現金やクレジットカードはもちろん、iD、交通系電子マネー、Apple Pay、Android Pay、そしてLINE Payや今回の「d払い」のようなバーコード決済まで手広く対応するローソン。コンビニエンスストアにとって、キャッシュレス化を進めるメリットは大きいと同社執行役員でマーケティング本部長の野辺一也氏は語る。

ローソンの野辺氏(左)とNTTドコモプラットフォームビジネス推進部長の前田義晃氏(右)
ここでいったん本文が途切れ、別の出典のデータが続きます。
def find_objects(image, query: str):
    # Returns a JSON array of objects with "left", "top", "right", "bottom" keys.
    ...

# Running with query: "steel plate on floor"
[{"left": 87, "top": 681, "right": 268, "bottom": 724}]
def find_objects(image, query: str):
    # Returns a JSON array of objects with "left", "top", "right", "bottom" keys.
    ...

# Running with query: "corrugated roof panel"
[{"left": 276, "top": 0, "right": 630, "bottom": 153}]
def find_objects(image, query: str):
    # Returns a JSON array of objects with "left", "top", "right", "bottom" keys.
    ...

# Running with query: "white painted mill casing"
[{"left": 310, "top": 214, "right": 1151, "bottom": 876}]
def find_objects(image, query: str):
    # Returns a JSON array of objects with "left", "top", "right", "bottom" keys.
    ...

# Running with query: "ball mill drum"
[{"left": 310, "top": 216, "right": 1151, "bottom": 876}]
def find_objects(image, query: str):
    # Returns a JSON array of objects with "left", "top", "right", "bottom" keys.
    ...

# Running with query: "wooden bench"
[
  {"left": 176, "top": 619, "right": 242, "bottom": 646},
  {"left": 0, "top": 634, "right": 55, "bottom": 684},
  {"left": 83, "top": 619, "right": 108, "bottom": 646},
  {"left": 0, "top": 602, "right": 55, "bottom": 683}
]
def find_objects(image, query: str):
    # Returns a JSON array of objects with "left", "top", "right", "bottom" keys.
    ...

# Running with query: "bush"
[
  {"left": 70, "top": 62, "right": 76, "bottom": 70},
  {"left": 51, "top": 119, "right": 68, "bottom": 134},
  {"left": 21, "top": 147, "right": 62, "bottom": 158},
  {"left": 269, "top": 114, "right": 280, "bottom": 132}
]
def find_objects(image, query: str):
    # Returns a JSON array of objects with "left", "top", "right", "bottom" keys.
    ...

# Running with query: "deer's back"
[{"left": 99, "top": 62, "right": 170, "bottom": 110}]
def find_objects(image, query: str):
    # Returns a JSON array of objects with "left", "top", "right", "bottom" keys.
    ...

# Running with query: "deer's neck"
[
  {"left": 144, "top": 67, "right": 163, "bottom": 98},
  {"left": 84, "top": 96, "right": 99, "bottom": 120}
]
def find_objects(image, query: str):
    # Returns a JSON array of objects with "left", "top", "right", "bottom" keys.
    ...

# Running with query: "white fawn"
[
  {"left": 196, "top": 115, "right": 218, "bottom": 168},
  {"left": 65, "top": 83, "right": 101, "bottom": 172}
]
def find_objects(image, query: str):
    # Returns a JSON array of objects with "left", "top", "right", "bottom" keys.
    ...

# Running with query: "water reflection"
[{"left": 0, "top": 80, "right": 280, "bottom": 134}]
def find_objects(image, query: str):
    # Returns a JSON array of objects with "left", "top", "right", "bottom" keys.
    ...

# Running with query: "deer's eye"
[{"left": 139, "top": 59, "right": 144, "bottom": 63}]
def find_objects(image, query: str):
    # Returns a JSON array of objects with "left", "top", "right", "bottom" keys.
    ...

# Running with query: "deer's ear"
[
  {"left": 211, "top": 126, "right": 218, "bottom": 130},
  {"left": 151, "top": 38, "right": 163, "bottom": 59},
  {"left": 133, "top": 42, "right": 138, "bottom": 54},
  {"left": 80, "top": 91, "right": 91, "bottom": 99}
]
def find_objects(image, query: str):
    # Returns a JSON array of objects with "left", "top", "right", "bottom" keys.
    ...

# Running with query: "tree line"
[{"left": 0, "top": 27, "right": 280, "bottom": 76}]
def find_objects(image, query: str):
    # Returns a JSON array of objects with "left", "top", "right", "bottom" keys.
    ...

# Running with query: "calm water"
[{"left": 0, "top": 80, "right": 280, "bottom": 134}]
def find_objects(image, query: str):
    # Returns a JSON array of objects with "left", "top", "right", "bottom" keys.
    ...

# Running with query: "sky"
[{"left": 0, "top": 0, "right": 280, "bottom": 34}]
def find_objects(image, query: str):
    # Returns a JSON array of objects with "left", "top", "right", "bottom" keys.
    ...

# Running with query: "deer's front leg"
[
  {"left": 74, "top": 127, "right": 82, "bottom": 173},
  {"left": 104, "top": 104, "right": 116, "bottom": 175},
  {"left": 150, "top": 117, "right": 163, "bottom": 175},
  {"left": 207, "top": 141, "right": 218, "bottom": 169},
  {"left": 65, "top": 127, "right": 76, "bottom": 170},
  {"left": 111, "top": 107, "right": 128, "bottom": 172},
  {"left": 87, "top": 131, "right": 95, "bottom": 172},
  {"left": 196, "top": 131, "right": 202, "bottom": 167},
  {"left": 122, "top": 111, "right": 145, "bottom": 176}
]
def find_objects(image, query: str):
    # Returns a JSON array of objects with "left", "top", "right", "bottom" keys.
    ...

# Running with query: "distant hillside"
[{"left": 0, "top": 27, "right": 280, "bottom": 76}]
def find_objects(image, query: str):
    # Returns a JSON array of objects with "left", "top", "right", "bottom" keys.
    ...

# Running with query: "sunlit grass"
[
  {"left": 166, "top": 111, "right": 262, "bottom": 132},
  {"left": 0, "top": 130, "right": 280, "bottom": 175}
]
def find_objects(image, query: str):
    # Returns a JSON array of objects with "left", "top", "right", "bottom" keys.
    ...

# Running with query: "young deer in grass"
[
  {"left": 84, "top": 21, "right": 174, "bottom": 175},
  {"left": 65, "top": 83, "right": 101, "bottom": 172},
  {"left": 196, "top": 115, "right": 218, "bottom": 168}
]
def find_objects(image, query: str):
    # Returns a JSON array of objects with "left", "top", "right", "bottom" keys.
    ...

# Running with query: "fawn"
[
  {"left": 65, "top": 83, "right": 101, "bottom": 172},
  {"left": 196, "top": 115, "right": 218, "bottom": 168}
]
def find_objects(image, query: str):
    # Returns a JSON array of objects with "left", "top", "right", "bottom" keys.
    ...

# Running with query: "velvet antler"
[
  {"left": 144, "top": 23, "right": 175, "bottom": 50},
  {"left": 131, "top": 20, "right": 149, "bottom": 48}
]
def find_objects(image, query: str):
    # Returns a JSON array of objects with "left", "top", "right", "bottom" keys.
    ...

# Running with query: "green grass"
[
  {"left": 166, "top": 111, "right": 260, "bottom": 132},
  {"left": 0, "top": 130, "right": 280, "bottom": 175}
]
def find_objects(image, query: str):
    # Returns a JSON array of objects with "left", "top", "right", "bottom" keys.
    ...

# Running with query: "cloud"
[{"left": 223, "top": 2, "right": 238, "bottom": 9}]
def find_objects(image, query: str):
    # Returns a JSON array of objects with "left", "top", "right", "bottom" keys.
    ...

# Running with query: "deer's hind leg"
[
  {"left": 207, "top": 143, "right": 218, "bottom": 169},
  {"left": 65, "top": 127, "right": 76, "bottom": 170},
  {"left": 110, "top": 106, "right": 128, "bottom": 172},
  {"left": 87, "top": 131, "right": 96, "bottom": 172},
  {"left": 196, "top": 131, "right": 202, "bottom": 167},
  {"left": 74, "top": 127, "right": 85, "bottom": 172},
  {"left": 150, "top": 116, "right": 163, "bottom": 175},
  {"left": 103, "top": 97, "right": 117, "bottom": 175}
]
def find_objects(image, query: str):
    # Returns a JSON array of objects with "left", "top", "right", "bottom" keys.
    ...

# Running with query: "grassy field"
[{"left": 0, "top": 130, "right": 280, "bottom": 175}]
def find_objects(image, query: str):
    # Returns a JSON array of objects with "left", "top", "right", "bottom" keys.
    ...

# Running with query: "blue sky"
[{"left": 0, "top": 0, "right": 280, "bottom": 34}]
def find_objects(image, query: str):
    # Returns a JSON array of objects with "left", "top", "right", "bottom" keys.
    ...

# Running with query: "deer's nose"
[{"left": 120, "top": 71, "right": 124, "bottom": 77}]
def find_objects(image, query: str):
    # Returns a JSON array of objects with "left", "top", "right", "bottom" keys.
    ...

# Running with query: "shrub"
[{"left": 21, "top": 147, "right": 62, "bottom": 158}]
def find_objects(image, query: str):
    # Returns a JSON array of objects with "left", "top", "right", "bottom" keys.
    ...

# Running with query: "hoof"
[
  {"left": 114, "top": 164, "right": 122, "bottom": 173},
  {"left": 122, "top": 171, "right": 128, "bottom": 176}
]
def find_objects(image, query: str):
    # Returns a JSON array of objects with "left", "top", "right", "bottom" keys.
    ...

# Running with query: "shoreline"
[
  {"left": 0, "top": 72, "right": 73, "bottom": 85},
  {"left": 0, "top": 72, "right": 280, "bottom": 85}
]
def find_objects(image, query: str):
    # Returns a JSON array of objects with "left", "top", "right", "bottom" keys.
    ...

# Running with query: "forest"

 野辺氏によれば、現在、ローソン店頭での決済のうち8割が現金。さまざまな決済手段に対応しながら、非現金の利用は2割に留まる。まだまだ主流とは言えない非現金決済をなぜローソンが進めるのか。理由のひとつはポイントカード。どんなユーザーが何をいつ買ったか、という情報をまとめていくことで、将来取り扱う商品ラインアップなどに活用していく、いわゆる購買履歴に関する手段としてポイントカードは重要な取り組みと位置づけられている。

 また現金決済はどうしてもレジでの手続きに時間がかかる。これが、朝やランチ時といったタイミングで重なれば、レジ前に行列ができる。忙しいタイミングで来店したユーザーは、その行列を目にすると店を去ってしまう、つまりローソン側にとっては機会損失に繋がる。「非現金と現金では、(レジの)通過スピードが違う」(野辺氏)ため、購買数の増加、あるいは購買意欲を呼び起こすことに繋がる。

 地味ながら、現金の物量もまた、店舗運営では手間(コスト)がかかるポイントだ。どうしても少額決済ばかりになるコンビニエンスストアでは、自然と百円玉が集まる。これを紙幣に両替するのは、店舗オーナー側の作業になり、野辺氏は「ものすごい業務コスト」と表現する。さらに、多額の現金がいつも店頭にあれば、24時間店舗にとっては、強盗などの危険性も高めてしまう。

 購買履歴の管理、購買機会の創出、そして業務コストの抑制と、非現金化には多くのメリットがあるというのがローソン側の考え。店舗からドコモには「d払い」の手数料を支払う必要はあるが、店舗運営などのコストを考えればメリットがあり、導入を進めていく考えだという。野辺氏は、これまでLINE Payなどに対応していたことから、ハードウェアとして新たに追加投資する必要もなく、システム開発だけで済むとも語っていた。